Thoma Bravo Acquires Ellie Mae – 10% Staff Laid Off in Restructure

Ellie Mae laid off around 10 percent of its staff in a team restructure plan after being acquired in April by Thoma Bravo for an all cash $3.7 billion purchase.
Ellie Mae, Inc. is a cloud based software company that electronically processes 35% of all U.S. mortgage applications through its streamlined mortgage origination process. Ellie Mae provides services to every person in the mortgage origination process from the borrower, to the loan officer, to the lender, to the investor through its Encompass® Digital Lending Platform.

An American private equity and growth capital firm, Thoma Bravo manages over $30 billion in private equity commitments.  Its site states, “Within the software and technology industries, Thoma Bravo has helped build many of the world’s leading companies in applications, infrastructure and cybersecurity.  Today, our firm (Thoma Bravo)’s private equity software portfolio includes 35 companies that generate over $10 billion of annual revenues and employ over 33,500 colleagues around the world.”

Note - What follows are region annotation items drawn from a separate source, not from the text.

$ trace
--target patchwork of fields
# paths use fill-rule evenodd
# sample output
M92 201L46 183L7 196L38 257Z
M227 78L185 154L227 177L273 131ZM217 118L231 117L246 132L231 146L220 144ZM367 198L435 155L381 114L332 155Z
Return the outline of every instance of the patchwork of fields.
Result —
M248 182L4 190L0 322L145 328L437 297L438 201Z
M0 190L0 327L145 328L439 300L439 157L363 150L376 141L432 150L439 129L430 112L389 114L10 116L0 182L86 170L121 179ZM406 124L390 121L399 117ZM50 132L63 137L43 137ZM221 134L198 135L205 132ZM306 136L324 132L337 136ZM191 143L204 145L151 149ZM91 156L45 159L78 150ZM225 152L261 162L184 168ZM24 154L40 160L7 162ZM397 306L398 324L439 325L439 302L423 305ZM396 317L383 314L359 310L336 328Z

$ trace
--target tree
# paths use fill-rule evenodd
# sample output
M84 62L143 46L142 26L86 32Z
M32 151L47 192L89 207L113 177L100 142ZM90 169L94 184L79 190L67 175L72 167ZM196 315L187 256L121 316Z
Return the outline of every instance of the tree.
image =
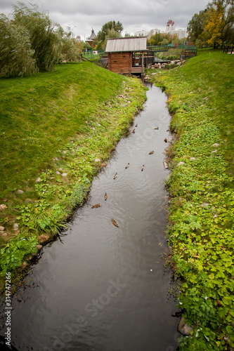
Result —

Now, Thoma Bravo owns Ellie Mae, and has plans for it.

Ellie Mae released a statement regarding the lay off, “we completed a restructuring of our team so that we can ensure Ellie Mae will continue to grow and achieve our goal of automating the residential real estate finance industry.”  The goals of now privately held Ellie Mae, include maintaining its leadership position in the market while continuing to increase profitability.   Ellie Mae hopes severance packages will help ease the transition of the 10 percent of the team that have been cut loose as its processes are streamlined.

For borrowers seeking a mortgage, whether to buy a home or refinance their existing home, little is expected to change in the immediate future.  The portal your lender offers may still be through Ellie Mae and is hoped to make the lending experience even smoother as the mortgage loan origination process becomes ever more automated.

For Investors, the golden age of one of the most remarkable stock performances of any mortgage finance firm has ended.